As the Austin Democrat’s campaign has picked up money and momentum, the GOP has targeted him with what political observers say sound like increasingly desperate attacks. The National Republican Senatorial Committee, for example, called the former San Antonio middle-school teacher the “most radical, woke Democrat Texas voters have ever seen.”
So far, not much of the mud has stuck, though. Even an earlier comment Talarico made that God is nonbinary — a statement he explained as his way of making the point that “God is beyond gender” — doesn’t appear to have blunted his crossover appeal.
Now, a new federal filing shows just how deep those Republican fears run.
A political action committee dubbed the Stop Talarico PAC formed this week in the Texas capital, a Federal Election Commission document shows. Although the fundraising group doesn’t yet list any cash, its treasurer is identified as D.C. attorney Lisa Lisker, whose law firm bio describes her as a “nationally recognized campaign finance expert” focused on the “financial operations of Republican federal and state political committees.”
Adding to the apparent urgency, Stop Talarico PAC filed its federal paperwork this Wednesday, the same day Talarico’s campaign announced that it raised more than $27 million in the first quarter — the largest-ever haul by a U.S. Senate candidate in the first quarter of an election year.
Meanwhile, Talarico’s two potential opponents in the November general election, incumbent U.S. Sen. John Cornyn and Texas Attorney General Ken Paxton, are still locked in a punch-to-the-throat Republican primary.

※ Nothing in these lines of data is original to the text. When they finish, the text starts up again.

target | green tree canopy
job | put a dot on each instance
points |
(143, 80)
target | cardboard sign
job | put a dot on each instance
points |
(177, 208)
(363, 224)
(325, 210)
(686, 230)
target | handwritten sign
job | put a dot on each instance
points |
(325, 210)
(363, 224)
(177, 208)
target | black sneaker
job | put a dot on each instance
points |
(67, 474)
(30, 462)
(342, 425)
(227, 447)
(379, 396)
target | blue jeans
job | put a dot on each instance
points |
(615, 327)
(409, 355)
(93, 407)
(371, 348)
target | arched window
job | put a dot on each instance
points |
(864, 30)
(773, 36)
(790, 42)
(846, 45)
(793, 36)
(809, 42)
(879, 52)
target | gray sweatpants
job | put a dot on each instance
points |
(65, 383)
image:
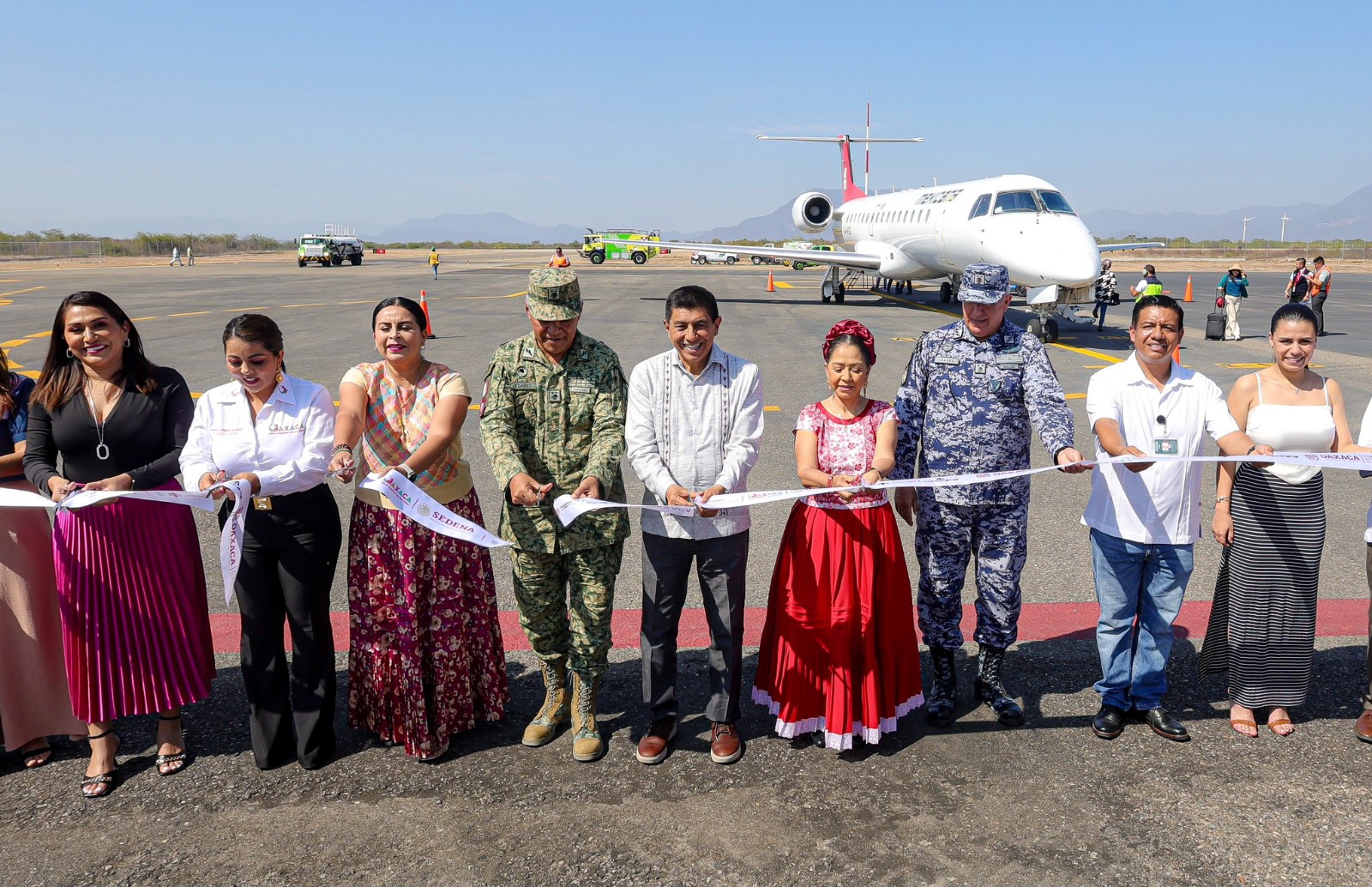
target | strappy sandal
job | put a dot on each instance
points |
(102, 783)
(34, 758)
(178, 759)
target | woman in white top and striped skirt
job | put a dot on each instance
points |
(1271, 522)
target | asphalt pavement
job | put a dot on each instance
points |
(974, 804)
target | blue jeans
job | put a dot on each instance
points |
(1139, 588)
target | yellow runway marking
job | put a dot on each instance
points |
(1088, 353)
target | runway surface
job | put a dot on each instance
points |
(976, 802)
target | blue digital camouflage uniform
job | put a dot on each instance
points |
(967, 407)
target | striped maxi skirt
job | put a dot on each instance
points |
(135, 614)
(1262, 621)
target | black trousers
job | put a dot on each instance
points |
(720, 566)
(287, 570)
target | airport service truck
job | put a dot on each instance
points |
(328, 250)
(631, 244)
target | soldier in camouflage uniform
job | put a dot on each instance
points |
(553, 423)
(972, 391)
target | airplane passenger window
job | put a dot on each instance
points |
(1014, 202)
(1056, 202)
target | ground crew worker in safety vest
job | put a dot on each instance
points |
(978, 374)
(1321, 281)
(553, 425)
(1149, 286)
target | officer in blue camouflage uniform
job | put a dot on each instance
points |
(553, 423)
(972, 391)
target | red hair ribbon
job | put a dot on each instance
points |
(854, 329)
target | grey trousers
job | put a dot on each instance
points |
(720, 566)
(1367, 695)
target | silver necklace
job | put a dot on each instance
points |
(102, 452)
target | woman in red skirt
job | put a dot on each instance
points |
(839, 653)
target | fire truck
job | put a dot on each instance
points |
(631, 244)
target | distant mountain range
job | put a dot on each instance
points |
(1349, 219)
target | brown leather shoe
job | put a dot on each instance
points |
(1364, 727)
(656, 743)
(725, 745)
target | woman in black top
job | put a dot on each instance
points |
(130, 584)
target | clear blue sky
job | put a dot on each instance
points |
(645, 114)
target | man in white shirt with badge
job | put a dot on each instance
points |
(1145, 518)
(692, 431)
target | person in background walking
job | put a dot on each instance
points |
(1232, 288)
(1108, 294)
(1298, 287)
(1321, 281)
(1149, 286)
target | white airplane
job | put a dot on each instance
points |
(925, 233)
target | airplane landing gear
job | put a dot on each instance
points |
(1043, 329)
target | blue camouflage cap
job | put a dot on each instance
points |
(984, 283)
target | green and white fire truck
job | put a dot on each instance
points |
(631, 244)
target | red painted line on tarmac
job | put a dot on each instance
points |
(1038, 622)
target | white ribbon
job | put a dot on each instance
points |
(569, 509)
(424, 510)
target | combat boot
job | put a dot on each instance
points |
(552, 715)
(943, 691)
(991, 691)
(587, 740)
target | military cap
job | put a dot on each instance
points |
(553, 294)
(984, 283)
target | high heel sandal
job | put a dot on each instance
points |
(178, 758)
(103, 783)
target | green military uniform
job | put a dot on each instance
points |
(559, 423)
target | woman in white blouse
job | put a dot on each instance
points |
(276, 431)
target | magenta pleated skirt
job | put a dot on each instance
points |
(135, 614)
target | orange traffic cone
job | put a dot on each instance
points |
(429, 324)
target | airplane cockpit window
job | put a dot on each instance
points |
(1056, 202)
(1015, 202)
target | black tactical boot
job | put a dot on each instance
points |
(943, 691)
(991, 691)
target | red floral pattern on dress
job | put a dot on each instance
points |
(845, 447)
(425, 658)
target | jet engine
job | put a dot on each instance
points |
(813, 212)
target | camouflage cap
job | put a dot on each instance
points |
(984, 283)
(553, 294)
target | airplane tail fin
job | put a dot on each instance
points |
(851, 190)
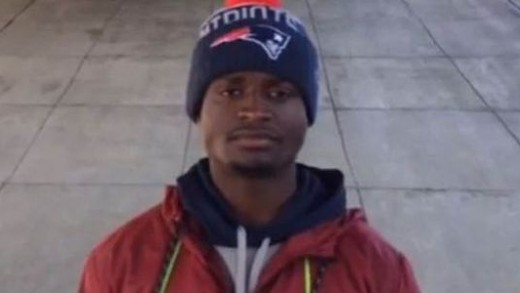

What’s more, neither came close to Talarico in their first-quarter fundraising. Cornyn’s camp raked in just $9 million for the period and Paxton pulled an even more paltry $2.2 million, according to a Texas Tribune analysis of federal filings.
UT-San Antonio political scientist Jon Taylor said he understands why GOP operatives are seeking a novel way to slow Talarico’s momentum. But he questioned how successful the PAC will be given the GOP’s inability so far to deal damage to the Democratic rising star.
“I think it’s fascinating to see a PAC spring up for the express purpose of stopping James Talarico,” Taylor said. “But please tell me — no matter how much money they raise — how they’re going to get that message across to people who are exhausted by Trump, exhausted by this war, exhausted by high gas prices and the high prices on everything else. Those are the things people are concerned about right now, and Talarico is speaking to those issues.”
Despite the buzz, Talarico is far from a shoo-in for the Senate seat. Texas is still far from becoming a purple state, and Dems still painfully recall the 2018 election cycle, when the similarly charismatic Beto O’Rourke ran a near-miss campaign against U.S. Sen. Ted Cruz.
Even so, Taylor said Talarico faces a different set of circumstances than O’Rourke. For one, the state rep is running in an election cycle that’s a referendum on Trump’s second term, when he has reached a historically low popularity. Data so far suggests Dems are primed to turn up big, while GOP voters are less excited about this cycle.
Another key factor is that Cruz, while loathed by Democrats and many middle-of-the-road voters, still had solid support from own party in 2018. The same can’t be said for either Cornyn or Paxton, Taylor said, since each represents a different side of the Republican Party fractured along chamber-of-commerce and MAGA fault lines.
“You have a runoff between a senator who’s openly despised by a large portion of his own party for being a ‘Republican in name only’ and an attorney general who’s openly despised by a completely different faction for his own baggage,” the professor said. “Both of these candidates are toxic to a certain percentage of people in their own party. It’s almost like the stars are aligning for Talarico.”